Set-ADSyncPasswordHashSyncPermissions -ADConnectorAccountDN <ADAccountDN>

This cmdlet applies the required Replicating Directory Changes and Replicating Directory Changes All permissions at the domain root for Password Hash Synchronization.

5. Check whether sync itself is healthy

Even if the portal shows the error, verify whether directory sync is actually healthy. Microsoft 365 provides a separate place to check sync status:

  1. Sign in to the Microsoft 365 admin center.
  2. Open DirSync Status from the home page, or go to Users > Active users > Directory synchronization.
  3. Review the latest directory synchronization status and any sync-related warnings or errors.
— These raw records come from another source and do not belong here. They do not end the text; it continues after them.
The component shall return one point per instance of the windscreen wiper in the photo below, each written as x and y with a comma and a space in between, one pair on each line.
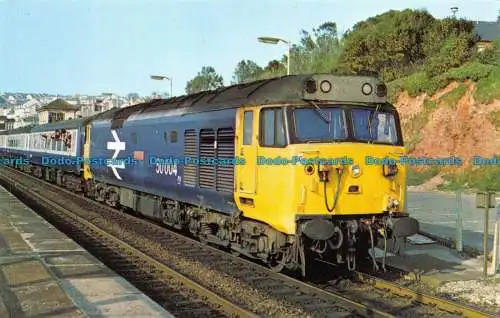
370, 121
320, 112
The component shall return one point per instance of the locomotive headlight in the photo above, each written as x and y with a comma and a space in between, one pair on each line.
355, 171
325, 86
389, 170
366, 89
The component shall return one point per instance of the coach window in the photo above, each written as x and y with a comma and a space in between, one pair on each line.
272, 128
247, 127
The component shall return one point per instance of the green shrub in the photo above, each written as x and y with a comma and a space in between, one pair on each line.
495, 119
417, 123
488, 88
451, 98
416, 177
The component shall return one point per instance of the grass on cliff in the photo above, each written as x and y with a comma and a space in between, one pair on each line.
416, 177
495, 119
486, 76
451, 98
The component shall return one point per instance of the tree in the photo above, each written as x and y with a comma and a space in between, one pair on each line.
132, 96
206, 79
395, 43
246, 71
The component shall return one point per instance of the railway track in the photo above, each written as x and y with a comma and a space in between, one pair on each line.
180, 295
253, 288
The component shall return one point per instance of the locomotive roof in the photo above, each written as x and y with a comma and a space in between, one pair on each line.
20, 130
286, 89
63, 124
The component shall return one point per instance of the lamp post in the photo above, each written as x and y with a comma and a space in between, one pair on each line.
272, 40
161, 78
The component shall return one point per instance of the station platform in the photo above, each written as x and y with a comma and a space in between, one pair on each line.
433, 262
436, 212
43, 273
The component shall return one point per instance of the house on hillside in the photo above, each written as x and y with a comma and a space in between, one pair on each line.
3, 122
56, 111
486, 32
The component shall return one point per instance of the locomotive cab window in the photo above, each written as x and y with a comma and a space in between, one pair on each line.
272, 129
319, 125
247, 127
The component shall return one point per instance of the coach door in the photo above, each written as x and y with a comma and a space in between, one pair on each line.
246, 174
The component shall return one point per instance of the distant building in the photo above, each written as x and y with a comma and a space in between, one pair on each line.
3, 122
486, 32
10, 124
56, 111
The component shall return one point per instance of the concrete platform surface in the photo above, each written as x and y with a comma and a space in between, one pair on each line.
435, 263
43, 273
437, 214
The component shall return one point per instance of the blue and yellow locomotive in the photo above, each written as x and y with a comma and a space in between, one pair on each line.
274, 169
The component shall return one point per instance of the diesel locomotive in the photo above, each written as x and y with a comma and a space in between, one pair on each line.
275, 169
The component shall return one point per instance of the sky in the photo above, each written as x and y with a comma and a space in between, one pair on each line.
113, 46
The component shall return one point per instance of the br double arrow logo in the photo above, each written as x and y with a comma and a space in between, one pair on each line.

If directory sync is healthy there, and users can sign in with recently changed passwords, the issue is more likely related to permissions or Connect Health telemetry than to a broken PHS engine.

Best practices

A few best practices can help prevent this issue from coming back:

  • Keep Microsoft Entra Connect updated and do not wait until the mandatory 2026 service deadline.
  • Use Microsoft Entra Connect Health properly with the required P1/P2 licensing.
  • Grant Reader access in Connect Health for operations teams that only need visibility, instead of handing out broader administrative roles.
  • Treat the Entra Connect server as a highly privileged identity system and secure it accordingly. Microsoft explicitly recommends treating it as a critical control plane component.

Conclusion

The error “Unable to retrieve your tenant’s password hash sync information” does not always mean Password Hash Synchronization is broken. In many cases, it points to one of three things: insufficient permissions, missing Connect Health access, or an unregistered or unhealthy sync Health agent. Start with access and health visibility first, then move into deeper PHS troubleshooting only if the built-in wizard or sync status confirms a real synchronization problem.